Kreativität steht bei den Little Lemons im Vordergrund / privat
„Es ist ein sehr erfüllendes Projekt“, sagt Conradi. Ein Projekt, das ihr die Rückwanderung leichter macht. Denn eigentlich hatte Conradi, die bereits 2008 nach Mallorca ausgewandert war und mit ihrem Mann Stephan bis 2018 eine Tauchschule in Cala Sant Vicenç führte, sich bereits wieder gut an ihr Leben in Deutschland gewöhnt, in das die Familie nach elf Jahren Mallorca zurückgekehrt war. Doch der Aufenthalt im Norden sollte nur von kurzer Dauer sein: Mann und Kinder drängten zurück auf die Insel, und Conradi gab nach. „Seit Sommer 2023 sind wir nun wieder auf Mallorca“, so die promovierte Pädagogin.
Wieder eine Tauchschule zu eröffnen, kam für sie nicht infrage. „Und um als Lehrkraft ins öffentliche Bildungssystem aufgenommen zu werden, müsste ich meine Katalanischkenntnisse stark ausbauen und viele Auswahlverfahren durchlaufen.“ Stattdessen kam ihr die Idee, in dem kleinen Küstenort bei Pollença ein Kreativstudio aufzubauen, in dem sich nicht nur ihre kleinen Kursteilnehmer gerne aufhalten, sondern auch sie selbst. Dass die Nachfrage nach ihren Projekten in dem abseits gelegenen Örtchen so groß sein würde, hätte sie ursprünglich gar nicht zu hoffen gewagt. „Es sind tatsächlich fast alles Kinder aus mallorquinischen Familien, die meisten aus Pollença“, so Conradi erfreut. Aber natürlich sei jede Nationalität willkommen. „Alles ist auf Englisch. Oder so viel auf Englisch, wie eben möglich. Ich passe mich dem Niveau der Kinder an. Wenn jemand gar nichts versteht oder sich unwohl fühlt, kann er einen Notknopf drücken, den ich in jeder Gruppe einführe“, so die Auswanderin. Denn der Wohlfühlfaktor steht bei den „Little Lemons“ an erster Stelle.
Kindergeburtstage mal anders

Caroline Conradi mit ihrem Kreativkoffer / privat
Die Workshops sind nach Alter und Interessen aufgeteilt. Die jüngsten Teilnehmer sind vier Jahre alt, die ältesten zwölf. Auf einer Bühne können die Kinder kleine Darbietungen vorführen, in der Küche wird gemeinsam gebacken und gekocht, in der Kreativecke liegen Mal- und Bastelutensilien sowie viele Naturmaterialien bereit. Nicht alles, was hier entsteht, gibt Conradi vor. „Die Kinder können viel mitentscheiden.“ Erst neulich habe sie einen Stop-Motion-Film mit den Kids gemacht. Der Fantasie seien kaum Grenzen gesetzt.

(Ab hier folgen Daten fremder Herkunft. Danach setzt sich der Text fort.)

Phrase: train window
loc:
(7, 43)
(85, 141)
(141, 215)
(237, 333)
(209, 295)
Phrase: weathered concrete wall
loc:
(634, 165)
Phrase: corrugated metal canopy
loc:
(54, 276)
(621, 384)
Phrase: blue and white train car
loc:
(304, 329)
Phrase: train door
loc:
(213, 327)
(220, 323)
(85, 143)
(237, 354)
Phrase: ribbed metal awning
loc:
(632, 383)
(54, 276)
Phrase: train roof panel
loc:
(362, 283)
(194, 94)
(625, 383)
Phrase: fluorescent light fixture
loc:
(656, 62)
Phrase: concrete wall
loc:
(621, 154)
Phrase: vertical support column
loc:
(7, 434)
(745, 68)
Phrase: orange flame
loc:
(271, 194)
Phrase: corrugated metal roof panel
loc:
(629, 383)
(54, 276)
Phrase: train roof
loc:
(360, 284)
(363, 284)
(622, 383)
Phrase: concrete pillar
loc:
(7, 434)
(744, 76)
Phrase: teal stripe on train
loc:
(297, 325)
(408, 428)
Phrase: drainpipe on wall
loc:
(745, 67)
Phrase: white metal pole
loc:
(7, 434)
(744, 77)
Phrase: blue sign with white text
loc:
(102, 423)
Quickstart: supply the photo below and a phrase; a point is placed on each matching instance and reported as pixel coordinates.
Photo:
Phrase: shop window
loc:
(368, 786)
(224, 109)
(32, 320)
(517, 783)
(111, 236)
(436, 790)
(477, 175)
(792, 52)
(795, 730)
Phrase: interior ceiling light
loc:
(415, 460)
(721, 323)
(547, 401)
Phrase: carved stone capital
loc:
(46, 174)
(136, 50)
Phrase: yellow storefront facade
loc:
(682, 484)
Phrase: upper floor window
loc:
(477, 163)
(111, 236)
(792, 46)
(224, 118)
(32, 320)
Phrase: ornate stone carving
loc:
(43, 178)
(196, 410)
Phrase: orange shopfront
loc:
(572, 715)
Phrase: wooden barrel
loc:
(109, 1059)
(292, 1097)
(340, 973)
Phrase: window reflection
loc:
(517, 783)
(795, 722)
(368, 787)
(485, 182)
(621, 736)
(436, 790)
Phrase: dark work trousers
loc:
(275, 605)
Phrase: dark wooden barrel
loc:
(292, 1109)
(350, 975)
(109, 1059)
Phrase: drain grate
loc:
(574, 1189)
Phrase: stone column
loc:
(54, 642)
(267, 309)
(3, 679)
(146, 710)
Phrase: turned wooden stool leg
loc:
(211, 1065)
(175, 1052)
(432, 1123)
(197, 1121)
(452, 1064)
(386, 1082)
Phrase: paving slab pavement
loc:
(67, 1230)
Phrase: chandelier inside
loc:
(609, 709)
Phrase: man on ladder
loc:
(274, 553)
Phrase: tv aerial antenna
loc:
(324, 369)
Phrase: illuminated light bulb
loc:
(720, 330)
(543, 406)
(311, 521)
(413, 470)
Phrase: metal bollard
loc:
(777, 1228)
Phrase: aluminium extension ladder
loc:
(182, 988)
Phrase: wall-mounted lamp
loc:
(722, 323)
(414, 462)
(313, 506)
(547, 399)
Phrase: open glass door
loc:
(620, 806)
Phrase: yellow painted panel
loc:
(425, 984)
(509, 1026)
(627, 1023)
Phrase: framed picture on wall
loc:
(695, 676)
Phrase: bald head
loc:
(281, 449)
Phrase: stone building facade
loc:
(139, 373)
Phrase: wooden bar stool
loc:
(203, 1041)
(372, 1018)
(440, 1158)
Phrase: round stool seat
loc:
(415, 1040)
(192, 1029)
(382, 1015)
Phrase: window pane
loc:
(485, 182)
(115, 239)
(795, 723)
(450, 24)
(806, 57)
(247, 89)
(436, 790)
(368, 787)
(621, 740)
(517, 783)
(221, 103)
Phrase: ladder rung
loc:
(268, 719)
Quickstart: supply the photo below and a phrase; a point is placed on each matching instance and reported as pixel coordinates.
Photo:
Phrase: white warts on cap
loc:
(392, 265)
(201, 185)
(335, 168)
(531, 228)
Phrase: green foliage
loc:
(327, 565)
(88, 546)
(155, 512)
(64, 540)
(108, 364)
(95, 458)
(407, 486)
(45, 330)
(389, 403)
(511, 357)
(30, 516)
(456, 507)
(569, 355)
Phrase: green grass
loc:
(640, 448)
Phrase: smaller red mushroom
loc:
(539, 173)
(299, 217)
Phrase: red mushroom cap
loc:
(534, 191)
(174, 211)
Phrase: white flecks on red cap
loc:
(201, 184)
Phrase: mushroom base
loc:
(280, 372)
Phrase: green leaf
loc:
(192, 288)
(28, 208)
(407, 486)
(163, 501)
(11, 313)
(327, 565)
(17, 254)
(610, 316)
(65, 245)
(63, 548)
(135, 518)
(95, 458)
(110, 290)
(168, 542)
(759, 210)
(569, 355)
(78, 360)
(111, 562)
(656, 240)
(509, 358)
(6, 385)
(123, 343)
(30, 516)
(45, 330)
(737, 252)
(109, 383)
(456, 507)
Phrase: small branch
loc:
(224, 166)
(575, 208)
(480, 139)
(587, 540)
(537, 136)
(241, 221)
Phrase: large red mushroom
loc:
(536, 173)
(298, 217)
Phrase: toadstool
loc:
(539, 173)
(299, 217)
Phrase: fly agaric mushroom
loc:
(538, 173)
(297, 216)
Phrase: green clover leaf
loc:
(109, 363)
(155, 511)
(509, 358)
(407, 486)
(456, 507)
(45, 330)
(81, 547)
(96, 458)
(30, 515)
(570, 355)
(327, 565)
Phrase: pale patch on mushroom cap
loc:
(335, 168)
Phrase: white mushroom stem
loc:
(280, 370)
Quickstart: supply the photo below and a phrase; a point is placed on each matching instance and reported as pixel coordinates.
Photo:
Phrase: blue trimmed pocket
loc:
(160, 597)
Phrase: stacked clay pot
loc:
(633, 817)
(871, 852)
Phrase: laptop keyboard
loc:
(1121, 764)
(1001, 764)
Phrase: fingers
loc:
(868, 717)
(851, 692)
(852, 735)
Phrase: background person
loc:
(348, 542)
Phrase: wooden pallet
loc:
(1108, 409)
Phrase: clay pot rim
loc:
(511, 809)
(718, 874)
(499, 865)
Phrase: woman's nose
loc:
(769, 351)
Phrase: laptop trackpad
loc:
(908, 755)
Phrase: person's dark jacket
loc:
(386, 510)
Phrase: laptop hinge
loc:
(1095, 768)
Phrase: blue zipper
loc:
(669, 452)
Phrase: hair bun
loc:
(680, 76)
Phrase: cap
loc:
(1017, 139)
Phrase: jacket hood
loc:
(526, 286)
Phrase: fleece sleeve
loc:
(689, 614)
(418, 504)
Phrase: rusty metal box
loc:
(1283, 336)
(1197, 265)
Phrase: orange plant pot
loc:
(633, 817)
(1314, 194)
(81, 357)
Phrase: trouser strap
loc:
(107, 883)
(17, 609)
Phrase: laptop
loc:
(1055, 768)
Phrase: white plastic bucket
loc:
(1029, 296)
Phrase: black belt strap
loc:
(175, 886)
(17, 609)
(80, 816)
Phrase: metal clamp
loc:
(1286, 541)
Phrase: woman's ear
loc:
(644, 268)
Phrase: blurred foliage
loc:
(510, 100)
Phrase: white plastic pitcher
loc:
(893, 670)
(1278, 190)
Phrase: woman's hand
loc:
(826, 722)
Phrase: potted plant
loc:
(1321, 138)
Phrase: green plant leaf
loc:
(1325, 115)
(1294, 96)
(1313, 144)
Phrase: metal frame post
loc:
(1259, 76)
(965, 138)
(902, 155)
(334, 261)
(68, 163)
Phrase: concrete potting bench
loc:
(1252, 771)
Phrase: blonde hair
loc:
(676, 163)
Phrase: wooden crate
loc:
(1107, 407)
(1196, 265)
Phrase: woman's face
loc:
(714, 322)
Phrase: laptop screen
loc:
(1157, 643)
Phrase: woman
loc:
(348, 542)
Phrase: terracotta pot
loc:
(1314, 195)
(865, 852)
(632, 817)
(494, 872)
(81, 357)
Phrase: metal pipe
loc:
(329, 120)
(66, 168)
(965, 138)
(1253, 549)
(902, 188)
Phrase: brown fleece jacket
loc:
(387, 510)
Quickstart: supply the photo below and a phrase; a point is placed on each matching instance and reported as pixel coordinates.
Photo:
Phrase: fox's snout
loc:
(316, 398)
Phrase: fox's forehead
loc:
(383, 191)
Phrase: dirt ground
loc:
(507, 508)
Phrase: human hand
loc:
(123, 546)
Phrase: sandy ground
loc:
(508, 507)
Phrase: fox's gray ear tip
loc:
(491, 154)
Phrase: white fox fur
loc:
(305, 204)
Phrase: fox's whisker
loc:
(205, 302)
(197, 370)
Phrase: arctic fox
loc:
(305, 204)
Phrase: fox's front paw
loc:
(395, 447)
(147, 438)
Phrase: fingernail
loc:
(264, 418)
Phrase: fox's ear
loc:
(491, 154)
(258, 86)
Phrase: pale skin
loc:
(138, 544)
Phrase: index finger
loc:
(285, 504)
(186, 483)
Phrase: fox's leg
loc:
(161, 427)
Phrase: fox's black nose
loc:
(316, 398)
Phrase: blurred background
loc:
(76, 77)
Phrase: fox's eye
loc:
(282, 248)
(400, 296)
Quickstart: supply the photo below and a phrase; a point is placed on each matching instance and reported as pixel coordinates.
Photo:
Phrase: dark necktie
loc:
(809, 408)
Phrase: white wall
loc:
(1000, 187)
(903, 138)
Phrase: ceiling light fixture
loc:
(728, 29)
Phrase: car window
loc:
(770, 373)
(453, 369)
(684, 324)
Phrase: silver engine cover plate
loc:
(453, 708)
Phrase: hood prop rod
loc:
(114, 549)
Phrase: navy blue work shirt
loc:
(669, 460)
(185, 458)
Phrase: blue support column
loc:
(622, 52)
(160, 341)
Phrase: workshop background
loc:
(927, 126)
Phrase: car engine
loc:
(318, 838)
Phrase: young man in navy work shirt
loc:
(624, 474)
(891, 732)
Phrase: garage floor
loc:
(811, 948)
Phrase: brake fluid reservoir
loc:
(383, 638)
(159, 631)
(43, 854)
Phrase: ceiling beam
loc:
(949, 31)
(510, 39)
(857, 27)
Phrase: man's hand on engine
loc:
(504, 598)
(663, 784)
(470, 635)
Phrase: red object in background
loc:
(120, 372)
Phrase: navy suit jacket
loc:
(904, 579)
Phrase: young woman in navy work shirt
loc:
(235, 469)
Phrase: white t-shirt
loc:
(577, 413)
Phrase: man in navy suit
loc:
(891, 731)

Neben den wöchentlich stattfindenden Kursen, die über das ganze Schuljahr gehen, und den morgendlichen Angeboten während der Ferien bietet Conradi seit ein paar Monaten auch alternative Kindergeburtstage an. „Es ist bewusst etwas anderes als die typische Feier in einem Chiquipark“, so die Initiatorin. Gesünderes Essen, pädagogisch wertvollere Beschäftigungen und alles individuell abgestimmt auf das Geburtstagskind und seine Gäste. Auch außer Haus bietet Conradi kreative Kinderbetreuung an, auf Events oder Fincas. Dann bringt sie ihren Kreativkoffer mit – und einen Kopf voll Ideen.